尚、評価はすべて、23℃、湿度60%の恒温恒湿の一定条件下で実施した。
【0031】
(試験用毛束の調製)
23℃、湿度60%の恒温恒湿下で一晩放置した毛束(長さ10cm、幅0.8cm、重量1g)に各実施例および各比較例で得られた一時染毛用組成物を0.5g塗布し、指先で均一にのばして毛束の厚みを均一にしたものを試験用毛束とした。
【0032】
(試験例1:性状)
各実施例および各比較例で得られた試料の性状を、目視で評価した。
【0033】
(試験例2:速乾性の評価)
官能評価パネル20名により、各試料塗布直後のべたつき感のなさ(速乾性)を下記の評価基準に従って官能評価した。
【0034】
<速乾性の評価基準>
○:20名中16名以上がべたつかず速乾性があると回答
△:20名中10〜15名がべたつかず速乾性があると回答
×:20名中9名以下がべたつかず速乾性があると回答
【0035】
(試験例3:毛髪への色移りの評価)
官能評価パネル20名により、試験例2の評価後の試験用毛束を、無処理毛束で3回撫で付けてもらい、無処理毛束への色移りを下記の評価基準に従って評価した。
【0036】
<毛髪への色移りの評価基準>
○:20名中16名以上が色移りしないと回答
△:20名中10〜15名が色移りしないと回答
×:20名中9名以下が色移りしないと回答
【0037】
(試験例4:風合いの評価)
官能評価パネル20名により、試験例3の評価後、23℃、湿度60%の恒温恒湿下で30分間放置した試験用毛束のべたつき感、きしみ感およびごわつき感について、下記の評価基準に従って官能評価した。
【0038】
<べたつき感の評価基準>
○:20名中16名以上がべたつかないと回答
△:20名中10〜15名がべたつかないと回答
×:20名中9名以下がべたつかないと回答
【0039】
<きしみ感の評価基準>
○:20名中16名以上がきしみ感がないと回答
△:20名中10〜15名がきしみ感がないと回答
×:20名中9名以下がきしみ感がないと回答
【0040】
<ごわつき感の評価基準>
○:20名中16名以上がきしみ感がないと回答
△:20名中10〜15名がごわつき感がないと回答
×:20名中9名以下がごわつき感がないと回答
【0041】
(試験例5:毛髪への着色剤の定着性および着色剤の色移りの評価)
各試料を塗布し、23℃、湿度60%の恒温恒湿下で24時間放置後、指先で上から下へ連続して10回コーミングし、毛束から1m離れて観察を行ったときの着色剤の定着状態を目視にて下記の評価基準に従って評価した。
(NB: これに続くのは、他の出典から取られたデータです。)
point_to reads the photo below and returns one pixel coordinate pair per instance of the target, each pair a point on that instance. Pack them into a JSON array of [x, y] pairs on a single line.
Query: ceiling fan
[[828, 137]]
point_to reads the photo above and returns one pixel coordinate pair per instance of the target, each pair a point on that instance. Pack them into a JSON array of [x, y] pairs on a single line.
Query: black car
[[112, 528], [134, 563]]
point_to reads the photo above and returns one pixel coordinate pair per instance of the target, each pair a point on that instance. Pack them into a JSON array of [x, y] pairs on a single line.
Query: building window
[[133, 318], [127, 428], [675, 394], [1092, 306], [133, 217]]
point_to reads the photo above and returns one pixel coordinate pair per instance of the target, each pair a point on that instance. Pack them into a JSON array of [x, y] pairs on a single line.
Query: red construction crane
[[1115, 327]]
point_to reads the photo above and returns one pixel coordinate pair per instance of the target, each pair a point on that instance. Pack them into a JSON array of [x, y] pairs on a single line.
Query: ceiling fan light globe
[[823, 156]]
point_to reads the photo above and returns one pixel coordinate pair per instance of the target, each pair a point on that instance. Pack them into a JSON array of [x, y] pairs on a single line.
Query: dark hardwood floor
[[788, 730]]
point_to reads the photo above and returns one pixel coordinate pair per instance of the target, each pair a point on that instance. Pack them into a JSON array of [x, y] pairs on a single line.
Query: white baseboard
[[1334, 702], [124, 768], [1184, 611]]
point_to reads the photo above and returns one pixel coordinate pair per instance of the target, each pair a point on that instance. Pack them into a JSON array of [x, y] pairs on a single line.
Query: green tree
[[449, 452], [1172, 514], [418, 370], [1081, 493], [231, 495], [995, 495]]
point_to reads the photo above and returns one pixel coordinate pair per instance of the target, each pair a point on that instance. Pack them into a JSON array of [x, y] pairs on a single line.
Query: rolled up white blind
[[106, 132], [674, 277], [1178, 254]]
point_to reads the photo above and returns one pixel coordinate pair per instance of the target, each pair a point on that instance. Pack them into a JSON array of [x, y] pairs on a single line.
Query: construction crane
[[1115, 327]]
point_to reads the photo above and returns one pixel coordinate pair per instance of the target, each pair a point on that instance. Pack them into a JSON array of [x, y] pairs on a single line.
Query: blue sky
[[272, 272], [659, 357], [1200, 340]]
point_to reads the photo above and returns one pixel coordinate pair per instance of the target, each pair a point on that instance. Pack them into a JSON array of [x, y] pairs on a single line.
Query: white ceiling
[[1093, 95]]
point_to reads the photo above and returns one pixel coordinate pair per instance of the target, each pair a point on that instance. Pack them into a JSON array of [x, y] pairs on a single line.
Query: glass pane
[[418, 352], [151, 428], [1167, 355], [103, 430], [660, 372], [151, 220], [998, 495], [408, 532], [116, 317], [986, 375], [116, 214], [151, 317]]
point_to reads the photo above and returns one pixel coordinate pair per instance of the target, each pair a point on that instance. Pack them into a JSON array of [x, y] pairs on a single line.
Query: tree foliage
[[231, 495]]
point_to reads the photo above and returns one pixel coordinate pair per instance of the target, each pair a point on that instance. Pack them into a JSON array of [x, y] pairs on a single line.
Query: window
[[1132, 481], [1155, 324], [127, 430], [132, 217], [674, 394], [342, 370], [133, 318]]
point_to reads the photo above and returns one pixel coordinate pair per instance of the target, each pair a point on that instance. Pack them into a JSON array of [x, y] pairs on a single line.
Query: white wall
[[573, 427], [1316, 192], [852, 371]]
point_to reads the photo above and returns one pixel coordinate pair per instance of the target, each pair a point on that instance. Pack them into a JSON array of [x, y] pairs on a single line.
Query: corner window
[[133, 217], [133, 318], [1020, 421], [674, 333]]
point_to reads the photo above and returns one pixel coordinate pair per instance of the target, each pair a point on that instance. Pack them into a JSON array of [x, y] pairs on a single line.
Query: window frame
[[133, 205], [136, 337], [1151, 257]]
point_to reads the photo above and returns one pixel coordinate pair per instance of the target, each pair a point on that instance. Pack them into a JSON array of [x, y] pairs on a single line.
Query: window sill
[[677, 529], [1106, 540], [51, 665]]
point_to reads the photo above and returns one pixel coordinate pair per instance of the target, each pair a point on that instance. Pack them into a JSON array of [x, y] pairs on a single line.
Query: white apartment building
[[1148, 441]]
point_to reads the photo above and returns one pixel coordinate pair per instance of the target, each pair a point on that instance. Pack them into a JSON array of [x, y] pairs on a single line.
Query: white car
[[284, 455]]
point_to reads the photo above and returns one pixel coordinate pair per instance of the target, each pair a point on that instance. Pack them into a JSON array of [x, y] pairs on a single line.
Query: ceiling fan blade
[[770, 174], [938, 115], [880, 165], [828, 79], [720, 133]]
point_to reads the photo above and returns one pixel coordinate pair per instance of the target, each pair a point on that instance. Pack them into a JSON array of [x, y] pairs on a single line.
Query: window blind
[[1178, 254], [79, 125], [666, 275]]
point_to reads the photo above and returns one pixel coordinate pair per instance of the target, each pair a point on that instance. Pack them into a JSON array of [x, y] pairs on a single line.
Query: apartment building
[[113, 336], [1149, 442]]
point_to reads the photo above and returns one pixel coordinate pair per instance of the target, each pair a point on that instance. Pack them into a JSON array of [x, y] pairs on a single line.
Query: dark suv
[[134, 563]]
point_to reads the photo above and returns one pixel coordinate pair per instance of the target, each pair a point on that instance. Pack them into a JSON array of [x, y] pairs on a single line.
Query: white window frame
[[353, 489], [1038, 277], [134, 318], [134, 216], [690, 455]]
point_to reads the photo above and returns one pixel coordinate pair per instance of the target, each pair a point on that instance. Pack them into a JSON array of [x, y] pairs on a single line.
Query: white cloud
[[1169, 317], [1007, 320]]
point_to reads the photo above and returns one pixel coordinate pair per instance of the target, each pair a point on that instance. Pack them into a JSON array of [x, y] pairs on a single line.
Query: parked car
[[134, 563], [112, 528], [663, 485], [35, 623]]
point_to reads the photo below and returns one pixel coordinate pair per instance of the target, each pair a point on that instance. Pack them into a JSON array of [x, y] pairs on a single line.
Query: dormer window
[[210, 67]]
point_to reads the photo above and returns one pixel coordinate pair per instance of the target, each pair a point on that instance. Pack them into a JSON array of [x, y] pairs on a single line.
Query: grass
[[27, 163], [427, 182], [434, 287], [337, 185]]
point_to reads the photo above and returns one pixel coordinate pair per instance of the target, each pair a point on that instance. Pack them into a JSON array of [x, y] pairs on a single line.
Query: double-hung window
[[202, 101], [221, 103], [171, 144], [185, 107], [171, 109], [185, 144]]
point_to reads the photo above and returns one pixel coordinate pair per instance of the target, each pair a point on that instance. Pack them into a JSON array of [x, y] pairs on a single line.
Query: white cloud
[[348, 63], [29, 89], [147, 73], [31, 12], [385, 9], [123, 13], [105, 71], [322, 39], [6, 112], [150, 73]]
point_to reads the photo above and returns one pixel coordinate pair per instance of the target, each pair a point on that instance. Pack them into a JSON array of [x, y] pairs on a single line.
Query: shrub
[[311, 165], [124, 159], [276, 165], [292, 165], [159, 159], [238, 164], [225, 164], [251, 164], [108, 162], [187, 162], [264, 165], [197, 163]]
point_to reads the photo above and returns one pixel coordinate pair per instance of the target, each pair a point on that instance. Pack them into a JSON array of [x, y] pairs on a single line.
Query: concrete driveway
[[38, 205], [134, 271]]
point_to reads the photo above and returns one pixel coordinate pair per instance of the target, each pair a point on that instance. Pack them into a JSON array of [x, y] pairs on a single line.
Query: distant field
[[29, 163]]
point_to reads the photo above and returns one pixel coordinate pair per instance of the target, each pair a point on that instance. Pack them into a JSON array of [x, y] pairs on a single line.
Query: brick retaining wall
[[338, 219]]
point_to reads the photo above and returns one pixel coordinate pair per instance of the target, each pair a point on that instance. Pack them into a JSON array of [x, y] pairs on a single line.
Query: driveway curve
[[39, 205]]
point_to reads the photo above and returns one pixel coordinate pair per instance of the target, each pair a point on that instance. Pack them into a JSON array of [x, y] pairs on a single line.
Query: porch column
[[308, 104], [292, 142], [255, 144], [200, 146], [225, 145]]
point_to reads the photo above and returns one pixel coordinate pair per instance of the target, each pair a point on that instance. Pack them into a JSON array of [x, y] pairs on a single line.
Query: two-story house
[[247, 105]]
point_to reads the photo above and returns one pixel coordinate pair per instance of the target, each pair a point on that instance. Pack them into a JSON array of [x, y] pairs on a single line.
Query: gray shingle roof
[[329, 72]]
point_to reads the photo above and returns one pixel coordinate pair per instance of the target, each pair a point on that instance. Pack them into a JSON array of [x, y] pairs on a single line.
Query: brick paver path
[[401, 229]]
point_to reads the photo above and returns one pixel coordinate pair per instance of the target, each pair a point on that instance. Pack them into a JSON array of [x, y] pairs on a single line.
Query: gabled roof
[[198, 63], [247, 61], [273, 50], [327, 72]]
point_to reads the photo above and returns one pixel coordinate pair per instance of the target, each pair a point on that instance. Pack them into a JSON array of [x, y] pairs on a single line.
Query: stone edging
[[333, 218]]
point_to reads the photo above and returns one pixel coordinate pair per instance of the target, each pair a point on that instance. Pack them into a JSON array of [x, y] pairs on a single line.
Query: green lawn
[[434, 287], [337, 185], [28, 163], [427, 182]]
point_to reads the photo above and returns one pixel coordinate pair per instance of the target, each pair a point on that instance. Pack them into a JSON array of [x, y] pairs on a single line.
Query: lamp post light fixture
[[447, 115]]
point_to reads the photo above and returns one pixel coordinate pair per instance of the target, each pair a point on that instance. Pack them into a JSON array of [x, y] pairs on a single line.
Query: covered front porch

併せて、コーミングしたときの指先への着色剤の色移りを、下記の評価基準に従って評価した。
【0042】
<定着性の評価基準>
○:着色剤が毛髪に定着し、剥離が認められない
△:着色剤の毛髪からの剥離が認められる
×:50cm以内からの観察でも毛髪に着色剤が認められない
【0043】
<色移りの評価基準>
○:指先への着色剤の色移りが認められない
△:指先への着色剤の色移りが若干認められる
×:指先への着色剤の色移りが明らかに認められる
【0044】
【表1】

【0045】
【表2】

【0046】
表1および表2に示された結果から、各実施例で得られた一時染毛用組成物は、各比較例で得られたものと対比して、速乾性に優れ、染毛を目的としない毛髪への色移りがないことが分かる。また、べたつき感、きしみ感、ごわつき感がなく風合いにも優れていることが分かる。更に、塗布24時間後においても色移りがなく、着色剤の定着性に格段優れた効果を発揮していることが分かる。
【0047】
以下、本発明に係る一時染毛用組成物の処方例を示す。尚、含有量は重量%である。
【0048】
(処方例1:一時染毛用組成物)
パラフィンワックス 2.0
塩化ステアリルトリメチルアンモニウム 1.0
グリセリン 4.0
セチルアルコール 5.5
ポリビニルピロリドン 5.0
ビニルピロリドン・N,N−ジメチルアミノエチルメタクリル酸
共重合体ジエチル硫酸塩 1.0
キサンタンガム 0.5
カーボンブラック 10.0
精製水 残 部
合 計 100.0
【0049】
(処方例2:一時染毛用組成物)
ステアリン酸ステアリル 2.0
塩化ステアリルトリメチルアンモニウム 1.0
ジグリセリン 6.0
セトステアリルアルコール 6.0
酢酸ビニル・ビニルピロリドン共重合体 1.5
ビニルピロリドン・N,N−ジメチルアミノエチルメタクリル酸
共重合体ジエチル硫酸塩 0.2
パントテニルアルコール 1.5
ポリエチレングリコール 0.1
黒酸化鉄被覆雲母チタン 5.0
精製水 残 部
合 計 100.0

【特許請求の範囲】
【請求項1】
(A)着色剤、(B)皮膜形成剤、(C)陽イオン性界面活性剤および(D)高級アルコールを含有してなる一時染毛用組成物。
【請求項2】
前記(A)成分が、パール顔料である請求項1記載の一時染毛用組成物。
【請求項3】
前記(B)成分が、ポリビニルピロリドンおよび/又は酢酸ビニル・ビニルピロリドン共重合体と、ビニルピロリドン・N,N−ジメチルアミノエチルメタクリル酸共重合体ジエチル硫酸塩である請求項1又は2記載の一時染毛用組成物。
【請求項4】
更に、(E)グリセリンおよび/又はポリグリセリンを含有してなる請求項1〜3の何れかに記載の一時染毛用組成物。
【請求項5】
実質的に、非イオン性界面活性剤を含有しないことを特徴とする請求項1〜4の何れかに記載の一時染毛用組成物。
【請求項6】
組成物の性状が、ワックス状であることを特徴とする請求項1〜5の何れかに記載の一時染毛用組成物。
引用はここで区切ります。